- Advertisement -
Monitoraggio sul posto di lavoro, Microsoft sa quanto produci e quanto stai attento

Monitoraggio sul posto di lavoro, Microsoft sa quanto produci e quanto stai attento

Il monitoraggio sul posto di lavoro è un mercato in espansione. Forse troppo: Productivity Score e AffectiveSpotlight, entrambi prodotti Microsoft, destano preoccupazione tra i lavoratori. Ne parliamo con Carlo Colopi, dell'Ispettorato del Lavoro di Milano Nord, Cremona e Lodi.

Secondo Market Research Future, il settore del monitoraggio del posto di lavoro potrebbe crescere fino a raggiungere un mercato stimato in 3,84 miliardi di dollari entro il 2023, supportato dall’accelerazione sullo smart working impressa dalla pandemia. Si tratta di nuovi business, nati da quello stesso abbraccio tra industria dei dati e sistemi di intelligenza artificiale che, mixati al potenziale esplosivo della transizione digitale in cui tutti siamo coinvolti, mostra qualche oscurità da illuminare per far sì che non diventi, anche, un abbraccio mortale.

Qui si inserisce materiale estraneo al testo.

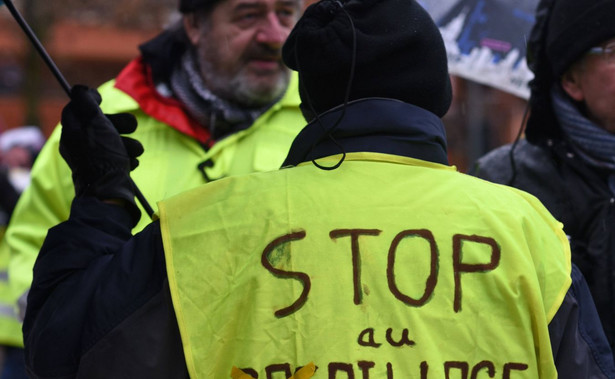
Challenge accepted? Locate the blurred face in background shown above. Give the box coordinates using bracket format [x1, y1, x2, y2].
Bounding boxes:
[184, 0, 302, 107]
[561, 38, 615, 133]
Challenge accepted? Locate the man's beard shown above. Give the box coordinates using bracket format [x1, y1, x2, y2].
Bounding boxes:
[199, 45, 290, 108]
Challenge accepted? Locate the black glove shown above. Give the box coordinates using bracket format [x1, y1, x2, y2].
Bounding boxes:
[60, 85, 143, 224]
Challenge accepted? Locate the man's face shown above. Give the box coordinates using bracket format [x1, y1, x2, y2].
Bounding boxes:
[185, 0, 301, 106]
[562, 38, 615, 133]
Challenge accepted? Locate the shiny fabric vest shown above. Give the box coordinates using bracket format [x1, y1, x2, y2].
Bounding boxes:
[159, 153, 570, 378]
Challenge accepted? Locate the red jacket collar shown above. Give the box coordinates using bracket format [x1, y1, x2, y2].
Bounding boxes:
[115, 57, 214, 147]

Proviamo a fare un po’ di luce, quindi.

Sistemi di controllo dei lavoratori: Productivity Score e AffectiveSpotlight, produttività e attenzione diventano punteggi

Se è vero che in Italia hanno fatto capolino a partire dal mercato del customer care (call center, assistenza clienti), della logistica e del delivery, i sistemi di controllo a distanza dei lavoratori e di people analytics (dati di varia natura relativi al personale) oggi trovano la porta d’ingresso spalancata in qualsiasi settore.

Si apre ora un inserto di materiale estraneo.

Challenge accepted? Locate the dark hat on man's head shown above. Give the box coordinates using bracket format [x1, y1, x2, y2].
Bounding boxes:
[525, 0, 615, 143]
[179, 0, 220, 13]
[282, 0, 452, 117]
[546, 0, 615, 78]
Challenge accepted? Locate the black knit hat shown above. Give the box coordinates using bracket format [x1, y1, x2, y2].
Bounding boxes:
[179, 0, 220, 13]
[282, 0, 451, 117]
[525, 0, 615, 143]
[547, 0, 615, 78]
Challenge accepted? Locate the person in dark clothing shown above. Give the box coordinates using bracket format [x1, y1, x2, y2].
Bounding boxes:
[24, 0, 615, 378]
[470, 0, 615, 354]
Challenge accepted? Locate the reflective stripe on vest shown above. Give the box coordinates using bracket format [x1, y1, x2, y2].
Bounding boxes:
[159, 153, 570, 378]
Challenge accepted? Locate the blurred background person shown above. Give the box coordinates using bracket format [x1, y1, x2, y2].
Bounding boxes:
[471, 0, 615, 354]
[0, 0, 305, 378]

Un esempio sufficiente a dare idea del fenomeno è il Productivity Score, “punteggio di produttività”, un tool messo a punto da Microsoft, da tempo disponibile per qualsiasi azienda con abbonamento a Microsoft 365 o a Office 365, le cui schede tecniche di funzionamento sono consultabili online anche in italiano. A questo si è aggiunto, più di recente, AffectiveSpotlight, sempre di Microsoft.

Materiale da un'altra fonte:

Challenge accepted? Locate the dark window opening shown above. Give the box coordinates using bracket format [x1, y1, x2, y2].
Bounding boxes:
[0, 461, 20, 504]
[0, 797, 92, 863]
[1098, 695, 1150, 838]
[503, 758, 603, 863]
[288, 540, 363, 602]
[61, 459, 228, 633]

Productivity Score permette ai manager di recuperare, per ciascun lavoratore, oltre 73 standard di produttività”: il numero di ore trascorse in call su Teams, il numero di volte in cui si è reso disponibile ad attivare la videocamera, a condividere un file su cloud invece di allegarlo, il tempo trascorso a leggere documenti di lavoro, per citarne alcune.

C’è poi la rivoluzione di AffectiveSpotlight, il monitoraggio in diretta delle emozioni e del livello di attenzione dimostrati da una platea riunita in call, per partecipare a eventi o a riunioni di lavoro. Ogni 15 secondi un’intelligenza artificiale mostra in diretta al relatore quali sono gli utenti più interessati, trasformando le loro reazioni in un valore numerico compreso tra 0 e 1. Non sfugge nulla, perché ogni espressione del pubblico è monitorata: dal movimento delle sopracciglia a quello degli occhi, della testa, della bocca, per capire se si stia sorridendo o meno.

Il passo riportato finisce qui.